To use this, our code would be something on this general order:
double calculate_in_circle_random_count(void) {
static const unsigned total = 1000000000;
unsigned in_circle = 0;
#pragma omp parallel reduction(+:in_circle)
{
// do per-thread initialization
rand_state seed = omp_srand();
int count = total / omp_get_num_threads();
int i;
// then do this thread's portion of the computation:
for (i = 0; i < count; ++i) {
double x = (double)omp_rand(&seed) / OMP_RAND_MAX;
double y = (double)omp_rand(&seed) / OMP_RAND_MAX;
double val = x * x + y * y;
in_circle += val < 1.0;
}
}
return 4.0 * in_circle / total;
}
int main(int argc, char const *argv[])
{
int num_threads = 1;
if (argc > 1)
num_threads = atoi(argv[1]);
omp_set_num_threads(num_threads);
float pi_approx = calculate_in_circle_random_count();
printf("Pi approximation: %.6f\n", pi_approx);
return 0;
}
With this modification, the code is at least capable of scaling. To get it to scale very well, you'd need to change your total
to a rather larger number though--with it as small as you've specified, it takes longer to start up multiple threads than it saves in calculation. But at least this code can scale well, so if we make total
quite a bit larger, it really will run faster. For timing, I added a few more zeros to total
, and rewrote main
a bit, to create a loop to use 1, 2, 3, and 4 threads and print out the time each iteration. On my machine, this produced the following:
With 1 threads: Pi approximation: 3.140259, time: 3,652,683 microseconds
With 2 threads: Pi approximation: 3.139389, time: 1,892,415 microseconds
With 3 threads: Pi approximation: 3.138885, time: 1,268,917 microseconds
With 4 threads: Pi approximation: 3.138306, time: 935,579 microseconds
So with this, 4 threads is at least close to 4 times as fast as one thread. I'm pretty sure if you use rand
inside the loop, you'll never get it to scale well at all.

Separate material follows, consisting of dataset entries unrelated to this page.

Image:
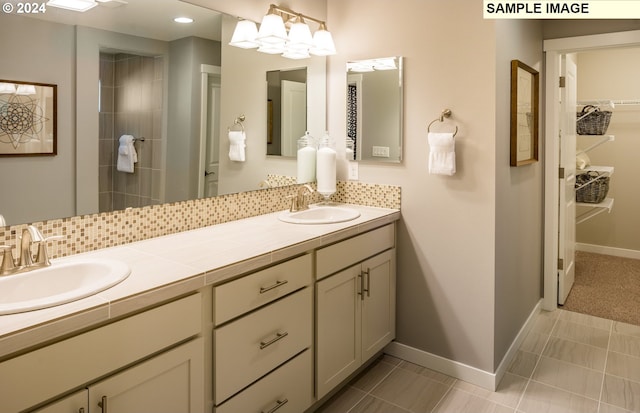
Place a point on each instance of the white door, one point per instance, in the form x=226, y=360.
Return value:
x=567, y=196
x=293, y=116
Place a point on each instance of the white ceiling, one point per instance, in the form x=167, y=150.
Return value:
x=146, y=18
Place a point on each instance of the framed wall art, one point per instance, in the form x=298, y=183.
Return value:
x=524, y=114
x=28, y=116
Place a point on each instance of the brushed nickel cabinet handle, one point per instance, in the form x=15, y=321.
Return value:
x=368, y=289
x=271, y=287
x=279, y=404
x=103, y=404
x=278, y=337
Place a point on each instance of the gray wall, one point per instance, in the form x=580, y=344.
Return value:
x=183, y=131
x=447, y=236
x=519, y=194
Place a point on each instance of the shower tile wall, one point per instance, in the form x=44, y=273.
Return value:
x=131, y=104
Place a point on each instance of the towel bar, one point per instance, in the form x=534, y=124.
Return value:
x=238, y=122
x=446, y=113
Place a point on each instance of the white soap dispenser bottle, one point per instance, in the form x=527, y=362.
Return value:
x=326, y=168
x=306, y=159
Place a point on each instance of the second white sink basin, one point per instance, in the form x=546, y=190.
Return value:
x=319, y=214
x=60, y=283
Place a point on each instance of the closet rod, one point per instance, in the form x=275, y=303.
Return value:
x=610, y=102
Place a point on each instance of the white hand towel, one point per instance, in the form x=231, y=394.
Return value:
x=127, y=155
x=442, y=155
x=237, y=145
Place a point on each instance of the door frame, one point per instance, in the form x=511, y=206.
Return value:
x=205, y=72
x=553, y=50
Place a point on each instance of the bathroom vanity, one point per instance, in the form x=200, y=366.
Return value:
x=250, y=315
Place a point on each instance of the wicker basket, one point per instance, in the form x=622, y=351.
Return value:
x=591, y=187
x=592, y=121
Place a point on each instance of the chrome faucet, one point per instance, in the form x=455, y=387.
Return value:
x=300, y=201
x=30, y=235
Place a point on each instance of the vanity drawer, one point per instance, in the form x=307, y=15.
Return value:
x=290, y=387
x=250, y=347
x=252, y=291
x=344, y=254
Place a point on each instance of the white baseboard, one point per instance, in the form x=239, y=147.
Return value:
x=462, y=371
x=603, y=249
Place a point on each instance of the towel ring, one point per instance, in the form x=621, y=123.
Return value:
x=238, y=122
x=445, y=114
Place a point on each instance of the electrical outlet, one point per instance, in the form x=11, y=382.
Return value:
x=380, y=151
x=353, y=171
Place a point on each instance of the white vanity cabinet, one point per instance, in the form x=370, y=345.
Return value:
x=355, y=306
x=78, y=402
x=262, y=340
x=135, y=364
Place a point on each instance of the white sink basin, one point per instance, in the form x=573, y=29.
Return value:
x=60, y=283
x=320, y=214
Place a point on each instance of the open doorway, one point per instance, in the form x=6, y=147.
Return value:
x=589, y=47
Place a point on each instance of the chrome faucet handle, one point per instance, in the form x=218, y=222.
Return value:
x=8, y=263
x=293, y=207
x=303, y=194
x=30, y=235
x=42, y=259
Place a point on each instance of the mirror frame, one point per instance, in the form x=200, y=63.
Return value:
x=398, y=60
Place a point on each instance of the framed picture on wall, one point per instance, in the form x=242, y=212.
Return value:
x=524, y=114
x=28, y=116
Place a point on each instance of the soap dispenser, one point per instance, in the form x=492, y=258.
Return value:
x=326, y=168
x=306, y=159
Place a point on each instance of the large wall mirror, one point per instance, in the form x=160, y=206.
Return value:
x=188, y=87
x=374, y=110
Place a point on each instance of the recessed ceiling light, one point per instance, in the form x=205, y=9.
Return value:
x=183, y=20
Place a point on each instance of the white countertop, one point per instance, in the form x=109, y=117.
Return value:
x=166, y=267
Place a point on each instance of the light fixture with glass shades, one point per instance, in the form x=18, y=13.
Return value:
x=284, y=32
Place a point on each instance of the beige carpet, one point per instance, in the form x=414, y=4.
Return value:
x=607, y=287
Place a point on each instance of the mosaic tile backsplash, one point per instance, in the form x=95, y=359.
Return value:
x=108, y=229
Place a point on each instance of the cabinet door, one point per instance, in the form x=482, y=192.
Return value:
x=379, y=304
x=74, y=403
x=338, y=328
x=172, y=382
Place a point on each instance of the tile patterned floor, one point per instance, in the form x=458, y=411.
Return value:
x=569, y=362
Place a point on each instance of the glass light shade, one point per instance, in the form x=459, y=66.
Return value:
x=7, y=88
x=322, y=43
x=75, y=5
x=26, y=90
x=272, y=30
x=244, y=35
x=273, y=48
x=299, y=36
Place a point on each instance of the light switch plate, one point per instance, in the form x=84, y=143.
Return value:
x=353, y=171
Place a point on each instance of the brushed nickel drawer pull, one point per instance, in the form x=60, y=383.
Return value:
x=271, y=287
x=279, y=336
x=103, y=404
x=279, y=404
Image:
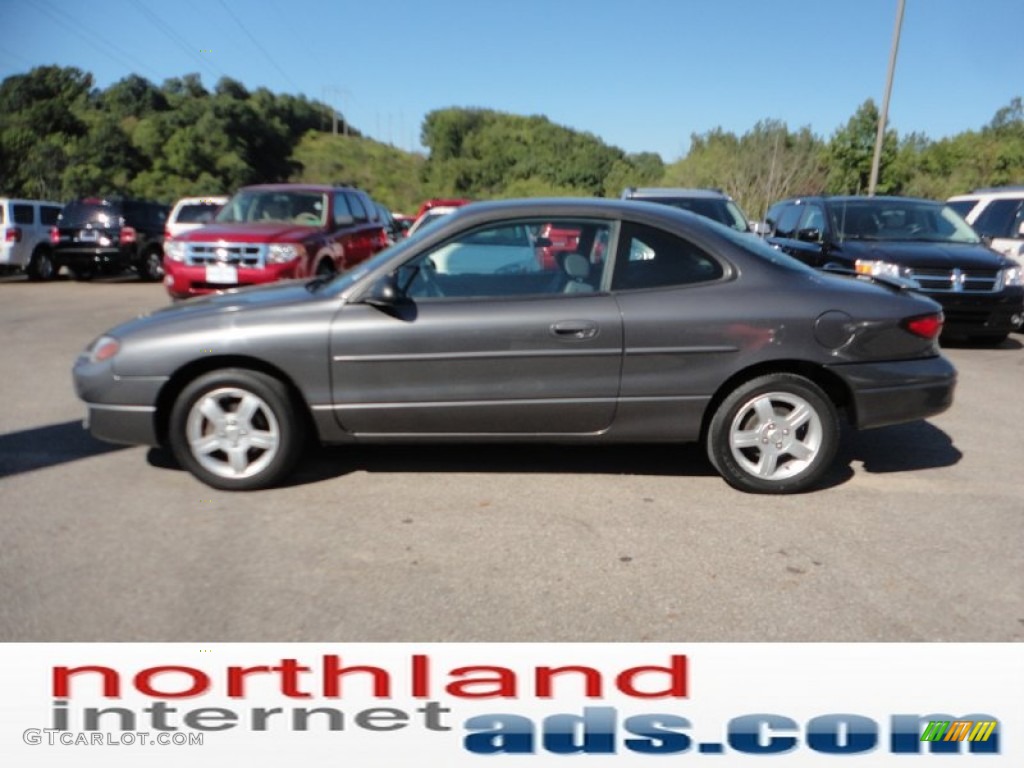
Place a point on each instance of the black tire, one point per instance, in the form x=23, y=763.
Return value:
x=774, y=434
x=82, y=273
x=237, y=429
x=41, y=266
x=151, y=268
x=991, y=340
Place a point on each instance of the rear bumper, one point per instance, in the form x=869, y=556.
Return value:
x=980, y=314
x=92, y=257
x=900, y=391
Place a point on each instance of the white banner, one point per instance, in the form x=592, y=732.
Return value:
x=511, y=705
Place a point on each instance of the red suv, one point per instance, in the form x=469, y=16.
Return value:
x=274, y=231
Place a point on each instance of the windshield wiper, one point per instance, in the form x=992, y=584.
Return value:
x=900, y=284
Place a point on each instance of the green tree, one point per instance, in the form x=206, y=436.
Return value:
x=851, y=152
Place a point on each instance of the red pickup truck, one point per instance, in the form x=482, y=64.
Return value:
x=274, y=231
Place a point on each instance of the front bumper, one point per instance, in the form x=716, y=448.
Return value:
x=980, y=314
x=898, y=391
x=118, y=409
x=183, y=281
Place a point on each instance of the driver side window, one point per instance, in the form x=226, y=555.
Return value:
x=510, y=258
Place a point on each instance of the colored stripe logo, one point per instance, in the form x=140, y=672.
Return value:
x=958, y=730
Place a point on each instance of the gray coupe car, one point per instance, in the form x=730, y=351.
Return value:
x=659, y=327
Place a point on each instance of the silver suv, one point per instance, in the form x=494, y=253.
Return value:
x=25, y=237
x=997, y=215
x=712, y=204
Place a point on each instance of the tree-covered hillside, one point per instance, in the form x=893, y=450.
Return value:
x=60, y=137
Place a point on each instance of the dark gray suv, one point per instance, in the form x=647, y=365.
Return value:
x=922, y=242
x=94, y=235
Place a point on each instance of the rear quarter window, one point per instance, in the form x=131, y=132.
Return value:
x=24, y=214
x=997, y=218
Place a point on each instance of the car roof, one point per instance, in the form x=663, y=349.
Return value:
x=674, y=192
x=298, y=187
x=860, y=199
x=205, y=200
x=994, y=193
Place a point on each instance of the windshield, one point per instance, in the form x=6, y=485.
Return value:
x=292, y=207
x=899, y=220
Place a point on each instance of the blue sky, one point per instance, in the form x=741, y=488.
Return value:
x=642, y=75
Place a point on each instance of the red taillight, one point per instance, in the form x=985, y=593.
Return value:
x=926, y=326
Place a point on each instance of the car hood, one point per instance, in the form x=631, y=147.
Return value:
x=920, y=254
x=270, y=231
x=230, y=303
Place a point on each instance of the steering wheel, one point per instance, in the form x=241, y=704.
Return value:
x=426, y=273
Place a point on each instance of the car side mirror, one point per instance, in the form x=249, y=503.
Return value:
x=385, y=293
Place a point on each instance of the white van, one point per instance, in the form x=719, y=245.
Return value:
x=997, y=215
x=25, y=237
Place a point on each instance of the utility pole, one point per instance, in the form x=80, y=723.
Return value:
x=335, y=90
x=884, y=117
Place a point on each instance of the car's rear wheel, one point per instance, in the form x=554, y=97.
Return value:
x=774, y=434
x=236, y=429
x=41, y=265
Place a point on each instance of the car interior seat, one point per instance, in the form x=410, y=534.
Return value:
x=577, y=268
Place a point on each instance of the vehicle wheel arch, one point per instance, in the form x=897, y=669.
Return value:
x=830, y=383
x=192, y=371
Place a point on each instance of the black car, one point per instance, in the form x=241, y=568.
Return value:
x=94, y=236
x=659, y=327
x=920, y=241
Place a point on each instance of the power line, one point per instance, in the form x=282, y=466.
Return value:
x=175, y=38
x=128, y=61
x=265, y=52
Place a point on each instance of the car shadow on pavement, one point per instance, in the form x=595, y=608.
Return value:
x=50, y=445
x=615, y=460
x=903, y=448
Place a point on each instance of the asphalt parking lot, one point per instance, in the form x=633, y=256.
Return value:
x=918, y=536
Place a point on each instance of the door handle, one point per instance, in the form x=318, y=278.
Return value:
x=574, y=330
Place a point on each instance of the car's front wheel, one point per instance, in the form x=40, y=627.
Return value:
x=774, y=434
x=237, y=429
x=151, y=268
x=41, y=266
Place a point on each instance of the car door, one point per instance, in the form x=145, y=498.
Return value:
x=680, y=311
x=483, y=342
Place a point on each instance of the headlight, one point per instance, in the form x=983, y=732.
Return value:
x=279, y=253
x=174, y=250
x=881, y=268
x=1012, y=276
x=102, y=349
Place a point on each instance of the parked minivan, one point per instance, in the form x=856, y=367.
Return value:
x=25, y=237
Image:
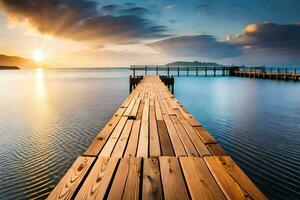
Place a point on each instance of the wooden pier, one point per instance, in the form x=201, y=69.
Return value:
x=269, y=73
x=241, y=71
x=153, y=148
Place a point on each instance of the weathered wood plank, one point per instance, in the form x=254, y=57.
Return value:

For anybody who cares, the version of main that produces that output is written in C++, and looks like this:
int main(int argc, char const* argv[]) {
using namespace std::chrono;
std::cout.imbue(std::locale(""));
int processors = omp_get_num_procs();
for (int num_threads = 1; num_threads <= processors; num_threads++) {
std::cout << "With " << std::setw(2) << num_threads << " threads: ";
omp_set_num_threads(num_threads);
auto start = high_resolution_clock::now();
float pi_approx = calculate_in_circle_random_count();
auto stop = high_resolution_clock::now();
printf(" %.6f, time: ", pi_approx);
std::cout << std::setw(9) << duration_cast<microseconds>(stop - start).count() << " microseconds\n";
}
return 0;
}
This remains pretty much the same, but with some timing code hacked in. In particular, it's not an attempt at rewriting the code in C++ in general. If I were doing that, I'd probably do a number of things rather differently (starting with the fact that the C++ <random>
header already provides a clean way to handle per-thread random number generation, so I'd use that instead of rolling my own).